CNN has conducted a three-part series to investigate the question of whether James Brown was murdered.
The singer passed away at age 73 on Dec. 25, 2006, and the official cause was listed as a heart attack, as well as fluid being in his lungs.
But after speaking to about 140 people, CNN found at least 13 who believe Brown was killed, and they want an investigation launched. Plus, they would like his body exhumed for an autopsy since one was never performed.
One of the folks who really believe Brown didn’t die from natural causes is Dr. Marvin Crawford, who signed the singer’s death certificate and believes his condition changed way too suddenly.
“He changed too fast,” Crawford said. “He was a patient I would never have predicted would have coded. But he died that night, and I did raise that question: What went wrong in that room?”
Crawford also said he suggested to the family that an autopsy be performed hours after Brown’s death, but the singer’s daughter Yamma Brown refused one.
So both of those things, the sudden change in Brown’s condition and no autopsy being performed, are just two of the reasons why some believe foul play was involved.
Plus, Andre Moses, the singer’s old friend and the person who helped him check into the hospital on the night he died, took a vial of Brown’s blood from an IV tube after he died. That’s because Moses was very suspicious of his sudden grave condition and hoped the blood could help police investigate the death.

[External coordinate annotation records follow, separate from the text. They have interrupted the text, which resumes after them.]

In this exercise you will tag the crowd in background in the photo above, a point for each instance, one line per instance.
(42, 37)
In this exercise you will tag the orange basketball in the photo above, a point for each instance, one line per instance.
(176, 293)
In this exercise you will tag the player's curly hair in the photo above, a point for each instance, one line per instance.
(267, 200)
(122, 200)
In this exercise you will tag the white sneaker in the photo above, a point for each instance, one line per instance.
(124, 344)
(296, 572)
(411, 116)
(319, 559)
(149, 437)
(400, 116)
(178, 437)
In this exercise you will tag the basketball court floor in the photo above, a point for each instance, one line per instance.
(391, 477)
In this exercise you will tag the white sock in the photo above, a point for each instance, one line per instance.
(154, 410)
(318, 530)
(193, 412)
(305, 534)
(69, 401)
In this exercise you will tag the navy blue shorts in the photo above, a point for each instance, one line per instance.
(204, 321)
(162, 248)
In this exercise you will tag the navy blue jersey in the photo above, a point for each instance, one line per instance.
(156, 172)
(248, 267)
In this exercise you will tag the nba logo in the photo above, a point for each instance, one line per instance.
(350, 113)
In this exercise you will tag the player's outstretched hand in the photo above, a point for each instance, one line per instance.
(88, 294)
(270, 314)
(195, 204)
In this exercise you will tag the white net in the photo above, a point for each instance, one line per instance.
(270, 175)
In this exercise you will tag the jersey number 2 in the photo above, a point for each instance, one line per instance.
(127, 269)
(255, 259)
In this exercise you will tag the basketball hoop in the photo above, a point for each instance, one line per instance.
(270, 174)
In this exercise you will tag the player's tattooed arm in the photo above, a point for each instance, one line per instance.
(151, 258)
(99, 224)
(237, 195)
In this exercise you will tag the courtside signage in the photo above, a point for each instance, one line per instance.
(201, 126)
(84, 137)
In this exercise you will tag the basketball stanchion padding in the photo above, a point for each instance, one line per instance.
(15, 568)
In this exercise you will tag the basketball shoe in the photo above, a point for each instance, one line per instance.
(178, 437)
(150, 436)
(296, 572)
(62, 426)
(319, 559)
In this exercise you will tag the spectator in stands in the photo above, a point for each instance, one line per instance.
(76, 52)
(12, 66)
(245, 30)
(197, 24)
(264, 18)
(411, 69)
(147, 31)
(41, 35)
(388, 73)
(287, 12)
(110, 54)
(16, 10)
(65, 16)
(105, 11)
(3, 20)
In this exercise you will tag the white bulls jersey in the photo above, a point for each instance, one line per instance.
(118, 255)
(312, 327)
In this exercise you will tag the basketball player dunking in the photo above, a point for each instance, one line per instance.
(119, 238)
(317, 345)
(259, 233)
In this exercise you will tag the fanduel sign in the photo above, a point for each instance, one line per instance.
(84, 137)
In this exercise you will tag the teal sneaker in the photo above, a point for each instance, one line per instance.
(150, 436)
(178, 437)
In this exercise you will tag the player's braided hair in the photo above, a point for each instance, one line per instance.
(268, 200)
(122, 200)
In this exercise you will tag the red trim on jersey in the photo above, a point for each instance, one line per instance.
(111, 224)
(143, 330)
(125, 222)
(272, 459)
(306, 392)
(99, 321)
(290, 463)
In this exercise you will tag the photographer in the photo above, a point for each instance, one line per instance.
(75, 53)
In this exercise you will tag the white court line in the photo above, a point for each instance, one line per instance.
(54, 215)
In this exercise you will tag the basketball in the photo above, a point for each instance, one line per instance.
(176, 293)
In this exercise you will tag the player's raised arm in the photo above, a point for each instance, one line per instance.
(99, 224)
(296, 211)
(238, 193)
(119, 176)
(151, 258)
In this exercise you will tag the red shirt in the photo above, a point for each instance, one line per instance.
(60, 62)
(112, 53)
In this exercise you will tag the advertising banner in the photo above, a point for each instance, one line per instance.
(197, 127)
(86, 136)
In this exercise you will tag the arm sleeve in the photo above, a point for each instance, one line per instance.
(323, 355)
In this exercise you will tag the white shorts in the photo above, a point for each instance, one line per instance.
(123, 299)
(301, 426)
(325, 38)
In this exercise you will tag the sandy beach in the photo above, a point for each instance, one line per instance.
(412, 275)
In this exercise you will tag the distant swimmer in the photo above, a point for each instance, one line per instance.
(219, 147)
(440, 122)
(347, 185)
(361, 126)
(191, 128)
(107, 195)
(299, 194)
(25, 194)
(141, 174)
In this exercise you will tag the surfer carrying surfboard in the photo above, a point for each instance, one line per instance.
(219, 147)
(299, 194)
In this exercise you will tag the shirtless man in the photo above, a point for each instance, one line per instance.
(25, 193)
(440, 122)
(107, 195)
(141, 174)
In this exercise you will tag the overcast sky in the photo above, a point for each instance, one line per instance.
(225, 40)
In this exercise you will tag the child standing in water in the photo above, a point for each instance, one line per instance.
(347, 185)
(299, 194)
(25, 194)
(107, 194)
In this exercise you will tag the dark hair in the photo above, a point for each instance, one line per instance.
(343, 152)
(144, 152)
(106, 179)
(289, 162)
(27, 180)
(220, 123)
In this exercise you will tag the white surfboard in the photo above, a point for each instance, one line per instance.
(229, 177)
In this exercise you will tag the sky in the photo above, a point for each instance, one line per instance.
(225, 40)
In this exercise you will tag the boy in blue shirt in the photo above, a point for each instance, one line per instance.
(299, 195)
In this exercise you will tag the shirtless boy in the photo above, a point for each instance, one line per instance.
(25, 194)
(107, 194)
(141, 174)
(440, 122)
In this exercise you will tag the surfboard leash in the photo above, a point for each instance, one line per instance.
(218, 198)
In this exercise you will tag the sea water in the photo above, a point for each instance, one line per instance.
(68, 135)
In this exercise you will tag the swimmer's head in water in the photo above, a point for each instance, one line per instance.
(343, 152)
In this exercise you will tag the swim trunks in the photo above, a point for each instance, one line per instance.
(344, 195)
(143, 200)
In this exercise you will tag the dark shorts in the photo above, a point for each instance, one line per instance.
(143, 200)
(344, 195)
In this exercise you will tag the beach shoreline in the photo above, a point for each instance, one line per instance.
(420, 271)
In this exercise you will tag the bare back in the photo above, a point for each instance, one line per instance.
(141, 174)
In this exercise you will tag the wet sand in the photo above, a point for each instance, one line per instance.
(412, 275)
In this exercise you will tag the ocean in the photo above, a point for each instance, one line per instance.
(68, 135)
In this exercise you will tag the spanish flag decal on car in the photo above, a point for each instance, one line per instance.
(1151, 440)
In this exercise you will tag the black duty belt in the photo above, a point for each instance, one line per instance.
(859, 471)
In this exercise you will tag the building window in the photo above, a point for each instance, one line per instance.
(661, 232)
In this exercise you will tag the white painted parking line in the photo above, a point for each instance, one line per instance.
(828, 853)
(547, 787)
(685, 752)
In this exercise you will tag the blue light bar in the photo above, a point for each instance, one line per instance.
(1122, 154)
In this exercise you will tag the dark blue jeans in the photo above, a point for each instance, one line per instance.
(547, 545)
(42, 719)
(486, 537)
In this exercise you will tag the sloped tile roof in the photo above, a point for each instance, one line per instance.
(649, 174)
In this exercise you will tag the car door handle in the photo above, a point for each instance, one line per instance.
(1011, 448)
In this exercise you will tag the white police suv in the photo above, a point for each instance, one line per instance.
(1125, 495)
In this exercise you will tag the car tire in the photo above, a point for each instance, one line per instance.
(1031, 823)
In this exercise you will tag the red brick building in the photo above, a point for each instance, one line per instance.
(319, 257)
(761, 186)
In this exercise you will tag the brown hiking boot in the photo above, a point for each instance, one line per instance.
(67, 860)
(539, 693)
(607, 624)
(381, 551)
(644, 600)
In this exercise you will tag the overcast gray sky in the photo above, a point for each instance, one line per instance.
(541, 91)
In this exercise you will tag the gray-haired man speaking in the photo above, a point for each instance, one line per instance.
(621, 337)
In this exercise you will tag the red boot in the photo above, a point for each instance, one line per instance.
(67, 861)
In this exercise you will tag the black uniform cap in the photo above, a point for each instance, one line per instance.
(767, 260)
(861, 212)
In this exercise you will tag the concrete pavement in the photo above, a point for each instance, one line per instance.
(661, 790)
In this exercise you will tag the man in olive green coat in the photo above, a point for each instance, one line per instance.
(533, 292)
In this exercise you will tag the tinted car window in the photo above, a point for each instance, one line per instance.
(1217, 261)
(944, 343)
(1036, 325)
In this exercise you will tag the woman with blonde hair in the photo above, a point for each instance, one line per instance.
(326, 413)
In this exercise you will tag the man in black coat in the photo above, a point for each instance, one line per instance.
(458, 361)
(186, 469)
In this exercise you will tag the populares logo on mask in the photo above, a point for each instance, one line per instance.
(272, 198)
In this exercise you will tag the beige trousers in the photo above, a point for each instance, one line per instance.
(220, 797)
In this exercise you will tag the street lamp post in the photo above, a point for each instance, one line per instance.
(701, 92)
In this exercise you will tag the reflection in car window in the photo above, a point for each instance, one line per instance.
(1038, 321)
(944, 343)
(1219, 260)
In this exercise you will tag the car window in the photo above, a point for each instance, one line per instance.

The reporter who’s working on the series, Thomas Lake, said the entire theory that Brown was murdered was started by a woman named Jacquelyn Hollander, who wrote songs with him in the ’80s.
Hollander told Lake that she could prove Brown was murdered and that his late third wife Adrienne Brown, who was a good friend of hers, was also killed.
Hollander also accused the singer of raping her when they worked together and claimed Brown ran his business affairs like the “mob” with “control, fear, intimidation and lies.”
In part three of the series, Lake spoke to Al Sharpton, who was a close friend of the late singer and said he too had concerns about the circumstances of Brown’s death.
“I’ve always had and still have a lot of questions. I wouldn’t mind a further investigation at all,” Lake said Sharpton told him in 2018.
Plus, Hollander brought up Candice Hurst, Brown’s hairdresser, and said Hurst told her about a vision about Brown’s manager Charles Bobbit giving him something to drink that took his life. And Hollander believes that was an admission.
“[Charles] Bobbit poured some herbs into a glass of water,” Lake said Hollander explained to him. “He gave Brown the water, Brown drank the water and then he died,” Lake said Hollander explained to him.